Key quantitative findings from this 2023 study (not in Brachypodium, but informative as a plant PL functional paradigm) include: RNAi of selected PL genes increased fruit firmness by ~38% and increased total pectin and water‑soluble pectin by 41.14% and 65.42%, respectively, linking PL activity to measurable pectin and tissue-mechanics phenotypes. (huang2023genomewideidentificationand pages 10-13)

4.2. 2024: pectate lyases in plant–pathogen interactions (apoplastic battlefield)

A 2024 Nature Communications paper demonstrated that secreted pathogen pectate lyases are detectable in apoplastic fluid, contribute to virulence, and are directly targeted by plant extracellular immune regulators; importantly, enzymatic activity depended on conserved catalytic residues. (li2024aplantcell pages 1-2, li2024aplantcell pages 2-4)

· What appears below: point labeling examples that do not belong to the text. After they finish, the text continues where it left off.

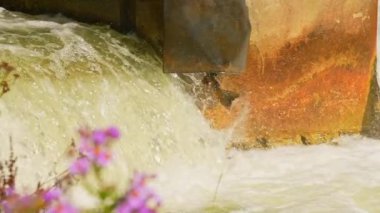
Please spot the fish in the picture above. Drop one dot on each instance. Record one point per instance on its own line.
(225, 97)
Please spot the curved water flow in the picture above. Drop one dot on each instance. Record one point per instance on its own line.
(74, 74)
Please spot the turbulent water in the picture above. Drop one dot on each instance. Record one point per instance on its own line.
(74, 75)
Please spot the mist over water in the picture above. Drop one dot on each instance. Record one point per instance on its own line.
(74, 74)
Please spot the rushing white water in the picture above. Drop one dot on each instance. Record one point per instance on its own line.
(74, 75)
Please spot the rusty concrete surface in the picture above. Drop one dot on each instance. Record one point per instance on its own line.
(308, 75)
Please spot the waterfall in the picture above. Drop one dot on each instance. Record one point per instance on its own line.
(73, 74)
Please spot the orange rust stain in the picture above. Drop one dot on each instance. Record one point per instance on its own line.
(317, 83)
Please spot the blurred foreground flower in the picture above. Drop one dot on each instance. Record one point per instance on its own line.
(93, 155)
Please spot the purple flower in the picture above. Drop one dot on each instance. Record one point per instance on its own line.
(113, 132)
(9, 191)
(80, 167)
(62, 208)
(99, 137)
(102, 158)
(52, 195)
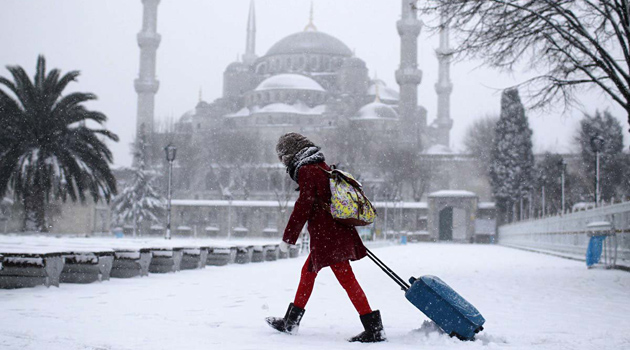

Although pathogen PeLs differ from endogenous plant wall enzymes, this work underscores that pectate‑lyase activity in the apoplast is biologically impactful and that pectin‑derived oligomers can couple wall degradation to immune signaling.

5) Current applications and real-world implementations

5.1. Plant biology and crop traits

Empirically, plant PL gene perturbation can alter wall polysaccharide solubilization and firmness (demonstrated in 2023 strawberry PL RNAi lines with quantifiable increases in firmness and pectin pools). This provides a direct example of how PL activity can be leveraged (or avoided) in crop-quality contexts, and suggests that grass PL/PLL genes could be candidate levers for modifying wall properties, albeit with species‑ and tissue‑specific effects. (huang2023genomewideidentificationand pages 10-13)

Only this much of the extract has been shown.